By Rod Williams - The Metro Council will meet Tuesday, January 23, 2018 at 6:30 PM in the Council chamber at the Metro Courthouse. The hot topics are the mayor's transit program, a bill to create a police citizen's review committee, the bill that would trample a person's property rights and kill an affordable housing development, and bills that would change the rules on Short Term Rentals such as Airbnb. If you are going to watch the Council meeting, you need a copy of the Council agenda and the staff analysis  or you really will not know what is going on.

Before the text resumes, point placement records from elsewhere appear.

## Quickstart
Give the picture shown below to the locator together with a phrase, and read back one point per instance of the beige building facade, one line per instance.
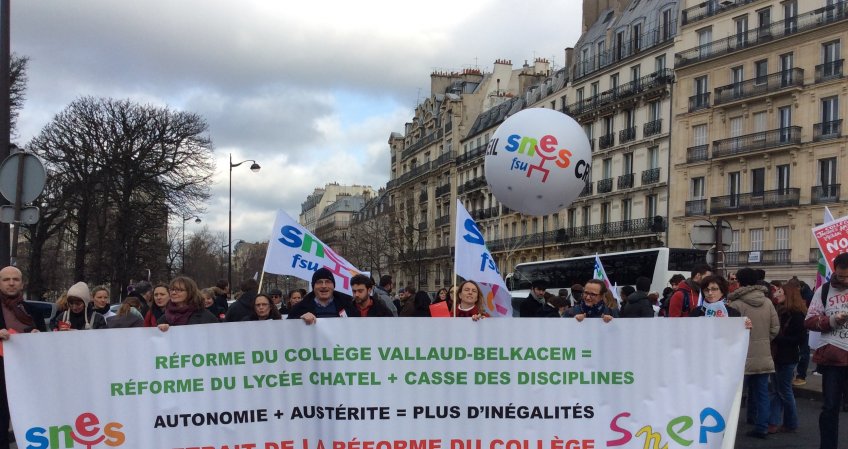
(759, 140)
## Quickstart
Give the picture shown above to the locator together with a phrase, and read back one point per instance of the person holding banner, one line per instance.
(186, 306)
(16, 316)
(593, 305)
(324, 301)
(470, 301)
(828, 314)
(362, 288)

You can get the agenda and analysis at the highlighted links.

Mayor's mass transit plan.
Bill BL2017-1031  is the bill to adopt  the Mayor's transit improvement program and approving  the program, and requesting the Davidson County Election Commission to call a county-wide referendum election to be held on May 1, 2018 to approve the tax increases to support the program.  While this should be controversial, expect it to pass overwhelmingly. At a three and a half hour public hearing on January 9th the proponents vastly outweighed the opponents, supporters have been organizing for months, the proposal has the support of Chamber and other movers and shakers in town and the Council meeting as a special council committee composed of the entire body voted 29 to 1 to recommend it. A group called Transit for Nashville Coalition has gathered over 30,000 signatures in favor of a mass transit program for Nashville but the signatures were supporting mass transit not a specific amount of taxes to support mass transit.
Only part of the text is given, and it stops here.